Tanuary: Piratica

As I wrote in my last post, after two volumes of my favorite author’s dark fairy tales and short stories for adults, I needed a break. Having nothing on my shelves that fit the bill, I hastened to my local public library. Their collection of Tanith Lee is minimal, I must say, and mostly made up of her stories among others in anthologies. They’ve got some stuff that’s new to me, so I selected Piratica: being a daring tale of a singular girl’s adventure upon the high seas. Not only is this a Tanith novel I’d never read, it’s a Tanith genre I’d never read: YA. (Unless The Silver Metal Lover is YA. I don’t think so. Daughter of the Night say it isn‘t. Moving on.)
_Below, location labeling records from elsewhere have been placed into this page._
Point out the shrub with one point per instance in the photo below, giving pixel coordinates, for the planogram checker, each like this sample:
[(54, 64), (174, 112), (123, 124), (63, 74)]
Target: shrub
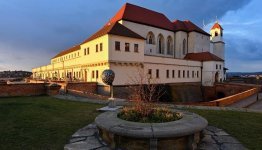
[(148, 113)]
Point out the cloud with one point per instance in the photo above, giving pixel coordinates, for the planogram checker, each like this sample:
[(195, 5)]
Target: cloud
[(242, 30), (194, 10)]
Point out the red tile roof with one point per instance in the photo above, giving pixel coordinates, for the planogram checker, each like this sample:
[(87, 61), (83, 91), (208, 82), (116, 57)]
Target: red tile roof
[(204, 56), (114, 29), (67, 51), (145, 16), (192, 27), (217, 25), (137, 14)]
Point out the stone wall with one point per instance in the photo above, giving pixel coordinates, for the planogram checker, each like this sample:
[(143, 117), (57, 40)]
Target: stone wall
[(9, 90), (223, 90), (230, 99), (180, 92)]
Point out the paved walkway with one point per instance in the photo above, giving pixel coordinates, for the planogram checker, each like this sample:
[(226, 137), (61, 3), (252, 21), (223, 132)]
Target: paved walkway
[(213, 138)]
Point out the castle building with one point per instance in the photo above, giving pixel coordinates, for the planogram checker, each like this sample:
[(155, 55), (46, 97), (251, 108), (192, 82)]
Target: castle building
[(139, 38)]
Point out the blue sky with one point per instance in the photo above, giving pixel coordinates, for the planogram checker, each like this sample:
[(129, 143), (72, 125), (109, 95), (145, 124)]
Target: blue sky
[(33, 31)]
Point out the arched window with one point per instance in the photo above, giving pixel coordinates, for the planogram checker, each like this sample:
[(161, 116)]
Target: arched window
[(216, 34), (160, 43), (184, 46), (150, 39), (169, 45)]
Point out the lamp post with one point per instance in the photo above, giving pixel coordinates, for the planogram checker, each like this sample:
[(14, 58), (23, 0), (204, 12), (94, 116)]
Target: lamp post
[(108, 77), (257, 77)]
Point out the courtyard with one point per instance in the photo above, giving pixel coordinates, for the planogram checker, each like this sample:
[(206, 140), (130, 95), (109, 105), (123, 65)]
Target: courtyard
[(44, 122)]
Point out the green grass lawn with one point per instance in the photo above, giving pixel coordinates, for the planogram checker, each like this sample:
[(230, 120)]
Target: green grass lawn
[(47, 123), (41, 122), (246, 127)]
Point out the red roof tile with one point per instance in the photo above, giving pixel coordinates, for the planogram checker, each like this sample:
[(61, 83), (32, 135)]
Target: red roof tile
[(114, 29), (142, 15), (204, 56), (217, 25), (64, 52), (145, 16), (187, 26)]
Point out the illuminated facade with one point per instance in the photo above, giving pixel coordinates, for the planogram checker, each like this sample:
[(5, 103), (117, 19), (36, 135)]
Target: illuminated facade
[(137, 38)]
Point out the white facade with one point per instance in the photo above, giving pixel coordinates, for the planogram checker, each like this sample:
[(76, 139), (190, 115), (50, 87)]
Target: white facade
[(160, 54)]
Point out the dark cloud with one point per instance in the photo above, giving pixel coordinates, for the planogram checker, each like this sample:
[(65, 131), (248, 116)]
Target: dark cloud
[(195, 10), (243, 49)]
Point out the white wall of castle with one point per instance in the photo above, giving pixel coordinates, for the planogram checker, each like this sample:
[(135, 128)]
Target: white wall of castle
[(172, 68)]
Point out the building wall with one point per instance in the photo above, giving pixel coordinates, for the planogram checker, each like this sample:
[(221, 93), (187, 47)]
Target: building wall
[(191, 69), (180, 36), (122, 55), (210, 68), (198, 43), (8, 90), (219, 49), (143, 30)]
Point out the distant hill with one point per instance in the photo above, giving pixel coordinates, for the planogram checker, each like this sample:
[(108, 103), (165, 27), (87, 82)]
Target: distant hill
[(15, 74), (243, 74)]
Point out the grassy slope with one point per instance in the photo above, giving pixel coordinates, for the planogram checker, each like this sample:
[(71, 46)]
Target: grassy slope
[(246, 127), (41, 122), (47, 123)]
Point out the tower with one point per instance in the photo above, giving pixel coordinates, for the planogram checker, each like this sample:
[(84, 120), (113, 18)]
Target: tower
[(217, 42)]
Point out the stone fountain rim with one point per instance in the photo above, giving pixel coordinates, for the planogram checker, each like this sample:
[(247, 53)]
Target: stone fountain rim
[(189, 124)]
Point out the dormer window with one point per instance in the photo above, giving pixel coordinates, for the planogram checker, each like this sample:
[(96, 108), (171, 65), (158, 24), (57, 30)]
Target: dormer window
[(150, 38)]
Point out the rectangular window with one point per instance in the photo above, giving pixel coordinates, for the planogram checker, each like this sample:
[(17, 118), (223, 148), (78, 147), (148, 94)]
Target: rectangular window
[(157, 73), (136, 48), (150, 73), (96, 47), (117, 45), (167, 73), (93, 74), (97, 74), (101, 46), (197, 74), (127, 47)]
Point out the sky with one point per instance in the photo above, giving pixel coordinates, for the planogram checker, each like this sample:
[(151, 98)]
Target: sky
[(33, 31)]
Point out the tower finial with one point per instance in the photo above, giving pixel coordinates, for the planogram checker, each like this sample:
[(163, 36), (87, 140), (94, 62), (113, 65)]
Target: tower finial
[(204, 24), (216, 20)]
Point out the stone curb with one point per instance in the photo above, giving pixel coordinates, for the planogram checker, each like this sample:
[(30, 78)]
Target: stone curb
[(211, 138), (189, 124)]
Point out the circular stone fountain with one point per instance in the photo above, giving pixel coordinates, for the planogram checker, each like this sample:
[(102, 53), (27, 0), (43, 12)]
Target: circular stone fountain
[(121, 134)]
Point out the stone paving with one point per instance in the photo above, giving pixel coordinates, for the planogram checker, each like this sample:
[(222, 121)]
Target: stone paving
[(213, 138)]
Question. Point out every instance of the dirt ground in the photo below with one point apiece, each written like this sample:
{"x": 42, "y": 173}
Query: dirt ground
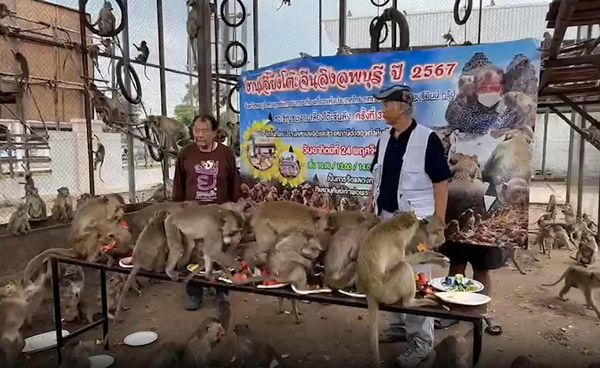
{"x": 534, "y": 321}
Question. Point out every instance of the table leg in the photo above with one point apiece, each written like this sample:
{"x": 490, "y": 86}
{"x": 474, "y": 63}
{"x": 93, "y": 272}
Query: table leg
{"x": 104, "y": 306}
{"x": 477, "y": 340}
{"x": 57, "y": 311}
Piratica tells the story of a girl named Artemesia, called Art, whose mother was a pirate captain famous for her wit, her courage, and the fact that she never killed anyone. Art escapes from the finishing school wherein her father has imprisoned her and sets out to reassemble her mother’s crew and sail for glory. There is swordplay, there is a hunt for fabled treasure, and a little romance as well. Things are not as they seem, but all ends well. Maybe a little too well: Art is sixteen and has spent almost half her life in a finishing school. Yet her skill with a sword rivals Inigo Montoya and “a keener hand at scuttling a Cunarder or cutting out a P & O never shipped a handspike,” if I may borrow a phrase from the Pirate King. This is not a fantasy novel, though it takes place in a parallel world: six of one, half-dozen of the other, I suppose, but there is no obvious magic at work, unless you count the heroine’s skill at the pirate arts.

I took a while to get into it, but read the second half in one day. It was breezy, and fun, but something about it never really got me involved, and it’s not one of my favorites. I doubt I will track down the sequel. I will say, one, that as I am trying to write some pirate stories myself (and will have one published this year, God willing) it did give me some ideas. And two, the male romantic lead is a good-looking man with white hair. Anyone who knows me will tell you that I am a sucker for white hair. I even made a list about it on Amazon a million years ago.

So that concludes Tanuary. An interesting experiment. I shall probably repeat it next year, though perhaps not as densely. As it is, I did cheat this month with Wake, Siren: Ovid Resung by Nina MacLaughlin. I don’t think Tanith would mind; she’d probably have liked that book quite a bit.